Correspondent Banking
Correspondent banking is the arrangement where one bank holds accounts for and executes payments on behalf of another bank, usually to reach currencies or jurisdictions the first bank cannot access directly. Most cross-border EMI and offshore-bank settlement depends on a correspondent relationship somewhere in the chain.
A correspondent bank that de-risks an entire vertical can cut off your EMI or offshore bank’s SWIFT access with no notice to you, since you are two steps removed from the actual relationship. A business with a single settlement path through one correspondent chain is exposed to a policy decision it will never see coming.
De-risking is a bank’s decision to exit or refuse entire categories of client, rather than assess each business individually, in order to avoid the compliance cost of monitoring them.
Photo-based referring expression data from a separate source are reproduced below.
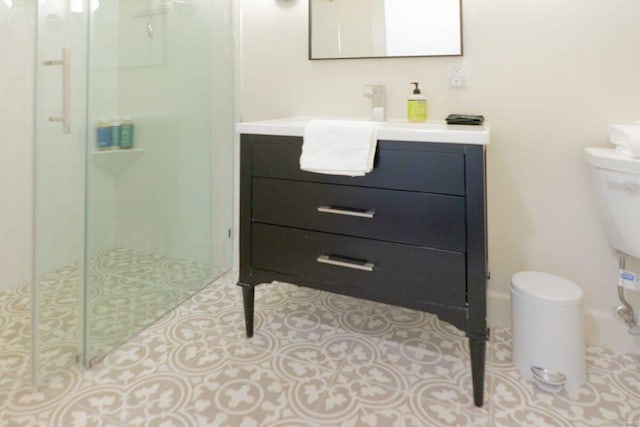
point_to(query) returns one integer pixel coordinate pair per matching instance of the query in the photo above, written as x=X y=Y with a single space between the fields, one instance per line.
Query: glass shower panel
x=59 y=151
x=157 y=218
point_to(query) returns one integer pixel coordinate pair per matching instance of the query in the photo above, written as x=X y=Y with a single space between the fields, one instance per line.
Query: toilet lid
x=546 y=286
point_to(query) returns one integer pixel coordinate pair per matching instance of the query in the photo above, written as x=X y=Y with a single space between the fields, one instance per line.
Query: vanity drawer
x=424 y=219
x=368 y=267
x=415 y=168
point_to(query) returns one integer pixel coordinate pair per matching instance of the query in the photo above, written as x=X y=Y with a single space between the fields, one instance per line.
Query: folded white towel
x=626 y=138
x=339 y=147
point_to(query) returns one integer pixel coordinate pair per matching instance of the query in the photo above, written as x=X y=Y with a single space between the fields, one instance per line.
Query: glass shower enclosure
x=132 y=168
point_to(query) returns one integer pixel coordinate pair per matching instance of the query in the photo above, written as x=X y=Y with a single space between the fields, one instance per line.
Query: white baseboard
x=601 y=328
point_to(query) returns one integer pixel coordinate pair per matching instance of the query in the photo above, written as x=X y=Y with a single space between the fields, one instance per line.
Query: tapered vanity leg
x=247 y=299
x=477 y=350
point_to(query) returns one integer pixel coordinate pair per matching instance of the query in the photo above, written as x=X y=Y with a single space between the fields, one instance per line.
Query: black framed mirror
x=341 y=29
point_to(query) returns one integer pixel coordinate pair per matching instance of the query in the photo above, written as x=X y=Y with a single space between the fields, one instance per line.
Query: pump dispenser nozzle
x=416 y=106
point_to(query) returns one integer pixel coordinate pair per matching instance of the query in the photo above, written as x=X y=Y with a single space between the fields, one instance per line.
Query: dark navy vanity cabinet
x=410 y=233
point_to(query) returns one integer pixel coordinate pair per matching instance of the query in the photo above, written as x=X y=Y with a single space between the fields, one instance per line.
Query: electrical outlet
x=457 y=74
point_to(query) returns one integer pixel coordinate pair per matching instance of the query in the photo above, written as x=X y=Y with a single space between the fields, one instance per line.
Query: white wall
x=549 y=76
x=16 y=149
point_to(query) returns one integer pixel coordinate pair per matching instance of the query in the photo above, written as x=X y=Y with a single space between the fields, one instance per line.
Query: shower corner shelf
x=114 y=162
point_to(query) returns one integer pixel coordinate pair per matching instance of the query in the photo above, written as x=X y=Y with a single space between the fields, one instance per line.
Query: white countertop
x=394 y=130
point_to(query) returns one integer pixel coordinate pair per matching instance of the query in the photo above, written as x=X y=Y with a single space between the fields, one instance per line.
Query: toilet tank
x=616 y=184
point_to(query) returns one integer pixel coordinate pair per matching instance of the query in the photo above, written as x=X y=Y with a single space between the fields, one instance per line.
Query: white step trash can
x=548 y=335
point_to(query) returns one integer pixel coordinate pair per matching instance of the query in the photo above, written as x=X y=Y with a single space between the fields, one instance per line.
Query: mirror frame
x=311 y=58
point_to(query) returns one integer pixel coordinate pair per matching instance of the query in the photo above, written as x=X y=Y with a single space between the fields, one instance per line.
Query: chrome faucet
x=378 y=100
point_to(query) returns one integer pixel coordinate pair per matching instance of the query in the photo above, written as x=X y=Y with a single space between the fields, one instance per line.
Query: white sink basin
x=394 y=130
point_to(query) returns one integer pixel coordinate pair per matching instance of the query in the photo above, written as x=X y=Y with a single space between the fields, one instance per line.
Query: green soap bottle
x=416 y=106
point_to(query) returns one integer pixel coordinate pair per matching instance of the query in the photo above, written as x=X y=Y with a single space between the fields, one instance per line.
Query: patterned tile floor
x=317 y=359
x=127 y=291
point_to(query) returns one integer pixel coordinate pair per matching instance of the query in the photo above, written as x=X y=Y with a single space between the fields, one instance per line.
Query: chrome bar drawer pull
x=339 y=210
x=343 y=262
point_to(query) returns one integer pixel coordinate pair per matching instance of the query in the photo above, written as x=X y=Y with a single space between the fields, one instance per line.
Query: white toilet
x=616 y=184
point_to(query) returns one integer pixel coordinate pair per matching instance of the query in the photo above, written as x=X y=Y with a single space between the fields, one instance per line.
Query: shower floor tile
x=316 y=359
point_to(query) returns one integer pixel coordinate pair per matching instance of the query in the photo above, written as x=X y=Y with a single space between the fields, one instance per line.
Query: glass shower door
x=158 y=221
x=59 y=185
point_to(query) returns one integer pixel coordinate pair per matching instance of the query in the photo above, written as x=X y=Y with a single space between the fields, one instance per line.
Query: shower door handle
x=65 y=62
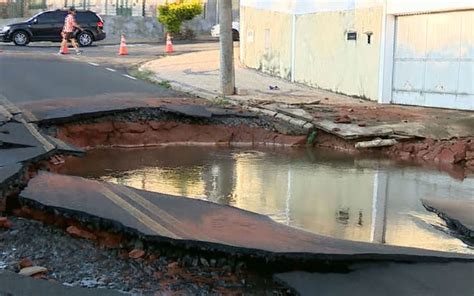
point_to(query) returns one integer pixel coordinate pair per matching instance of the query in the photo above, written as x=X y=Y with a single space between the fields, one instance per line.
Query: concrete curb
x=307 y=126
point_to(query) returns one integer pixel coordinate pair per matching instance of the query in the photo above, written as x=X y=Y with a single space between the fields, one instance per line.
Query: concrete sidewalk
x=198 y=74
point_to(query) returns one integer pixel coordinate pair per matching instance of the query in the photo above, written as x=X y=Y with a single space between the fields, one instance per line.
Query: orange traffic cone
x=169 y=44
x=64 y=49
x=123 y=47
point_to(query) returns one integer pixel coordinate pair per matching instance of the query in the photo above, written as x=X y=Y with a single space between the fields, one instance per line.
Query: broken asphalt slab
x=22 y=134
x=201 y=111
x=9 y=172
x=458 y=214
x=55 y=110
x=388 y=279
x=197 y=223
x=19 y=285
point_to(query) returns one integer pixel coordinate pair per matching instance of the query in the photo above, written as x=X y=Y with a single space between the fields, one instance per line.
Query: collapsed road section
x=194 y=233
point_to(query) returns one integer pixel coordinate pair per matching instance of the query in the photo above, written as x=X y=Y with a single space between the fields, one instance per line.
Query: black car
x=47 y=26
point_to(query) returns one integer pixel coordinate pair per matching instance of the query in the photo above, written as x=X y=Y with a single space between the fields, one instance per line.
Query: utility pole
x=227 y=74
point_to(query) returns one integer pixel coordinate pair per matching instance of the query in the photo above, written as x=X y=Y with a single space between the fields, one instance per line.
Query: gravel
x=78 y=262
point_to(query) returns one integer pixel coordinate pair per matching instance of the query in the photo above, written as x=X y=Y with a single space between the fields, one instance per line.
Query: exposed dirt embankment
x=152 y=133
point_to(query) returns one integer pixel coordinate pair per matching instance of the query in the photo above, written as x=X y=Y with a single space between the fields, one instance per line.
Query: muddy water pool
x=324 y=192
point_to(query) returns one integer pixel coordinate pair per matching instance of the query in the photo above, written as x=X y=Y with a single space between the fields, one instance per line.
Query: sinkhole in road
x=321 y=191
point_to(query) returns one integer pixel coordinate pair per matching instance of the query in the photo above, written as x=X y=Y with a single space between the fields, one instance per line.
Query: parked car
x=215 y=31
x=47 y=26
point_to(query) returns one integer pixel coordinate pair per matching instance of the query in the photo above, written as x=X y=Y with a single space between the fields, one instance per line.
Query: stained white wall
x=393 y=6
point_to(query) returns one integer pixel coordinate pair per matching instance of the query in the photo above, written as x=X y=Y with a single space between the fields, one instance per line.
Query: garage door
x=434 y=60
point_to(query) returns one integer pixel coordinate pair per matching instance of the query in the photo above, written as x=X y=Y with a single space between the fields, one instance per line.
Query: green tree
x=172 y=15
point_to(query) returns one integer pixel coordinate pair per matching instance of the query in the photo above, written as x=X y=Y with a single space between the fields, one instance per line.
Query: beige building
x=405 y=52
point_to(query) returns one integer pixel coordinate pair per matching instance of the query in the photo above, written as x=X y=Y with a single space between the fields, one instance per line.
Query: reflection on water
x=320 y=191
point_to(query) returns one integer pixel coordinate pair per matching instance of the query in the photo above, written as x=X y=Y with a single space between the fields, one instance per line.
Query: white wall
x=393 y=6
x=418 y=6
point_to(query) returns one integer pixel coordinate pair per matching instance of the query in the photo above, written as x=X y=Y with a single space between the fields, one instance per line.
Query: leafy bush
x=172 y=15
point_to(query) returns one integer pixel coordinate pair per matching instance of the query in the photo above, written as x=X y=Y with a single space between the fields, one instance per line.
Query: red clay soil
x=151 y=133
x=454 y=156
x=459 y=151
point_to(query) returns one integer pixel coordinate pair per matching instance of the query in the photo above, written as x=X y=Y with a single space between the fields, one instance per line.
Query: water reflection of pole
x=288 y=197
x=379 y=207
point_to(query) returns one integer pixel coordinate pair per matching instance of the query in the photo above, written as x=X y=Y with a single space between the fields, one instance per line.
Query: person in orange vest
x=70 y=25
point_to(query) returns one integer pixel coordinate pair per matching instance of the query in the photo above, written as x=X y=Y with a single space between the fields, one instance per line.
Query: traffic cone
x=169 y=44
x=64 y=49
x=123 y=47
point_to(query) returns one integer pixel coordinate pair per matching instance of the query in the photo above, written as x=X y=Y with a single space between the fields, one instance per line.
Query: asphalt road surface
x=29 y=77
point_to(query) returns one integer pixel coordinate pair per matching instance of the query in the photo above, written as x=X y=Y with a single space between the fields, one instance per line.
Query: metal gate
x=434 y=60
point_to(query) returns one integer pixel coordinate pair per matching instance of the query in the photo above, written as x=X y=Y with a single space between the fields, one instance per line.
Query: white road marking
x=128 y=76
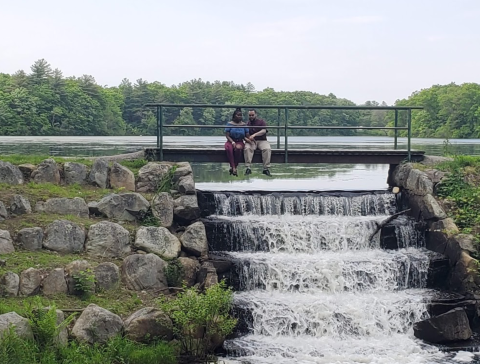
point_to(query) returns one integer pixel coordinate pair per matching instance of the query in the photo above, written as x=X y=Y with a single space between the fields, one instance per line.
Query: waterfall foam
x=315 y=286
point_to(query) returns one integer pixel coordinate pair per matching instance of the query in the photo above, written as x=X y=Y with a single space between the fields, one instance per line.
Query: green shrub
x=201 y=320
x=174 y=273
x=84 y=283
SWIFT is the global messaging network banks use to instruct cross-border wire transfers; SEPA (Single Euro Payments Area) is the EU scheme for standardized euro transfers between member-state banks, typically same-day or next-day.
Settlement is the transfer of cleared transaction funds from the card network or payment rail into the merchant’s bank account, net of fees, chargebacks, and any reserve withheld.
An Electronic Money Institution is a regulated entity, licensed separately from a bank, authorized to issue e-money and provide payment accounts and services.